Modern fourier transform NMR is accomplished in apparatus including a receiver coupled to analog to digital converters sampling a bandlimited continuous time domain function at sampling rates which may be in the range from a few kilohertz to a few megahertz. The signal experiences a variety of processing steps. For example, an analog band limiting filter is imposed to limit the frequency content of the signal. A number of operations may be applied to the data set which represents the time domain data as a discrete digital data set.
The free induction decay (FID) signal which is commonly acquired in NMR measurements is a superposition of a number of exponentially decaying RF signals arising from the de-excitation (re-orientation) of resonant nuclear spins. This signal is mixed down to an audio-frequency spectrum using quadrature detection techniques commonly employed for single sideband detection. This information may be regarded as the sum of a set of exponentially decaying oscillators, each oscillator frequency representing an offset from the RF carrier. It is usually assumed that there is some physical time origin at which all these oscillators are in phase, but such time origin is only approximate. Also present in this signal is noise generated by the sample signal detection subsystem (probe) and/or the analog electronics preceding the digitizers.
The requirements of an NMR signal processing system include the need for high dynamic range and accurate treatment of the system noise. The dynamic range is limited by the resolution of the ADC and usually the limit is established through a type of error known as quantization noise. It is desirable that the quantization noise be smaller than the system noise in order that the latter be treated accurately. A well known technique for accomplishing this is called oversampling. The signal is sampled some factor faster than the final desired rate, some type of digital filter is applied to this oversampled data, and then the data is reduced back down to the desired rate. It is possible to oversample and to keep the entire oversampled data set without reducing it back down, but this is undesirable because the amount of data to store is unnecessarily large.
Oversampling is the technique which improves the quality (signal to noise) of the data, but at issue here is the fact that oversampling establishes the need for digital filtering, and digital filtering is the focus of the invention.
The most desirable digital filter is performed in real time, presents the data to the host computer such that no further processing is required--in particular such that no phase correction is required--and introduces no other spectral artifacts, such as a rolling baseline.

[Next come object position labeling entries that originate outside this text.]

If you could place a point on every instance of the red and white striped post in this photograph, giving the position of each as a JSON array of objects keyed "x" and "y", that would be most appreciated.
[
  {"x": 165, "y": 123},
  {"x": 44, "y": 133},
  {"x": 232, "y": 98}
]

A real time process operating on a continuous stream of discrete (digital) data is one where there is no accumulating time delay in the output data from the process. It is possible, for example, to have a process which is computationally intensive for every Mth input point, but some of the non-intensive time slack can be made available for use by the intensive part of the process such that the overall process rate remains on track.
It is known to apply digital filtering in real time to an NMR time domain signal. However, typically a large (many times 360 degrees-per-hertz) phase correction needs to be applied. This is because commonly employed digital filters delay the in-phase point. Two entirely equivalent methods for correcting this unphased data are phase correction of the spectrum through a linearly varying weighted sum of the real and imaginary spectral components, or through rotating the data prior to the transform from the time domain to the frequency (spectral) domain. Data rotation is a similar manipulation wherein an early portion of the detected signal is stored at the distal end of the data table. Note that both methods have the undesirable feature that the entire data set must be available before processing.
It is possible to perform a real-time phase correction of the digitally filtered data by ignoring all output data prior to the in-phase point. This method is something akin to a digital left shift, as might be employed on the bits of a single data register, as distinct from a rotate left, which is akin tothe data rotation method. The left-shift method, however, produces undesirable artifacts in the baseline.